Observo el rostro en la pantalla del doctor Francisco Durán García, descubierto (solo en ese lugar) y en la distancia. En cada una de sus palabras pesa el esfuerzo de las autoridades sanitarias, de la máxima dirección del país, los desvelos de miles de personas, específicamente aquellos para quienes el mes se divide en dos partes: quince días de trabajo e igual cifra de cuarentena, alejados de la familia, de quienes aman y sienten igual derecho de sentir, sin prescindir, la necesaria presencia.
Sobre la avenida el tráfico ininterrumpido demuestra que algo avanzamos, pero La Habana se ha detenido en el avance a la segunda etapa POS-COVID-19. No minimizo sus complejidades: la casi inexistente división entre sus municipios, la densidad de la población por kilómetro cuadrado… Pienso en las violaciones cotidianas de lo regulado, la disminución de la percepción de riesgo y la tolerancia al admitir estas fallas en el comportamiento de mis conciudadanos.

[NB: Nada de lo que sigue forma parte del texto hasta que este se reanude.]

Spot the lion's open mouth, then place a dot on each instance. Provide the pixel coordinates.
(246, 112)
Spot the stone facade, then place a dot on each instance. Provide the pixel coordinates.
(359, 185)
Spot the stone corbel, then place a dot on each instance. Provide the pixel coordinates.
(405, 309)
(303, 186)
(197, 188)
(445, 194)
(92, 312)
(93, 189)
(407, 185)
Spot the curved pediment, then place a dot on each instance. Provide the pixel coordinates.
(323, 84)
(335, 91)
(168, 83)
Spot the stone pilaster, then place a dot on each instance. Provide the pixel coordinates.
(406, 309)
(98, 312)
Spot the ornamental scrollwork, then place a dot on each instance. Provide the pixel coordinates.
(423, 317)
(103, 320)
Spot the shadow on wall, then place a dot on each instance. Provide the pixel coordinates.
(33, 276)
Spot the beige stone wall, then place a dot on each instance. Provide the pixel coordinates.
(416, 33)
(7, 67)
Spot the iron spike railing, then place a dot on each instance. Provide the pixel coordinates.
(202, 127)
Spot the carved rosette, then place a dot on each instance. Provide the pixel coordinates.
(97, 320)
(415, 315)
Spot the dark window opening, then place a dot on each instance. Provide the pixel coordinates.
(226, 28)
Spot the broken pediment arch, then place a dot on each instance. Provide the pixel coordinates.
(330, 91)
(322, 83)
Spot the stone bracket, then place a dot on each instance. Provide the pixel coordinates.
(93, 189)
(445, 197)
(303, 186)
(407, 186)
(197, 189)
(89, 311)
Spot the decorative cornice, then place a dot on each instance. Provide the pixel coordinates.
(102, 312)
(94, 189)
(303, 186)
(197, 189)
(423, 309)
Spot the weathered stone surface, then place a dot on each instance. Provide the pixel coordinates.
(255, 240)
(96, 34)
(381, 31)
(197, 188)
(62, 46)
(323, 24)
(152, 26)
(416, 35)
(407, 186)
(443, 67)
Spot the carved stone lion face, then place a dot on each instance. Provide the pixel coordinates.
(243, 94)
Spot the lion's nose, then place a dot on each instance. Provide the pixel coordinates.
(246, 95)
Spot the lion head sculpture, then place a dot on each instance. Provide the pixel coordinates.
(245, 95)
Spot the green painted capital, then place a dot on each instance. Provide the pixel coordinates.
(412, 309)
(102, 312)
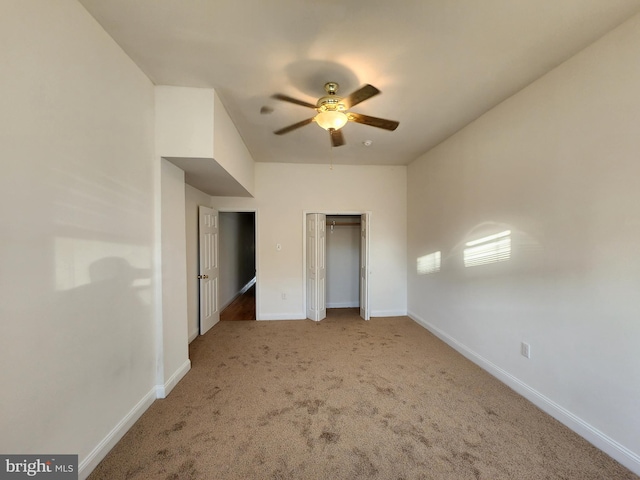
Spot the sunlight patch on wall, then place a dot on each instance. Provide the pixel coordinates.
(82, 261)
(490, 249)
(428, 263)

Siento mi cuota de responsabilidad.
Resulta cotidiana la imagen de quienes abordan el ómnibus sin el nasobuco, la falta de hipoclorito en algunos. Incluso la presencia de personas de comportamiento deambulante (mayores de edad, en estado higiénico deplorable), sobre estos medios de transporte público, ante la mirada impasible del chofer. No actuamos de manera responsable frente al peligro letal y constante de una enfermedad donde el contagio se escurre entre las fisuras abiertas por no respetar las regulaciones sanitarias para garantizar la preservación de nuestras vidas y la de los demás.

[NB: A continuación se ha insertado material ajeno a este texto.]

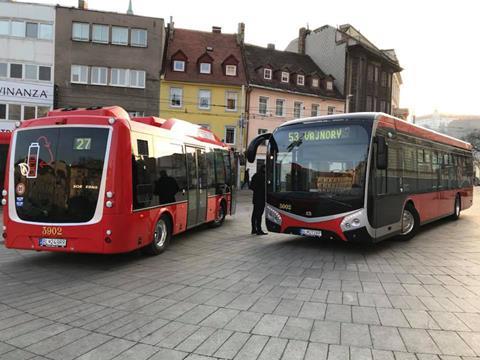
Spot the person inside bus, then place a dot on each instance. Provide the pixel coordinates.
(258, 186)
(166, 187)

El anuncio de la batida contra los coleros surte un efecto ins-tantáneo al disolver la nube de personas concentradas frente a las tiendas de artículos de alimentos y aseo. El hábito no hace al monje, pero sí resulta evidente el comportamiento de grupúsculos de controladores de las colas para revender turnos y mercancías, el “río revuelto…”, mientras el peligro real muestra el largo velo de la pandemia que nos acecha. Las recientes cifras de contagios, lo demuestran.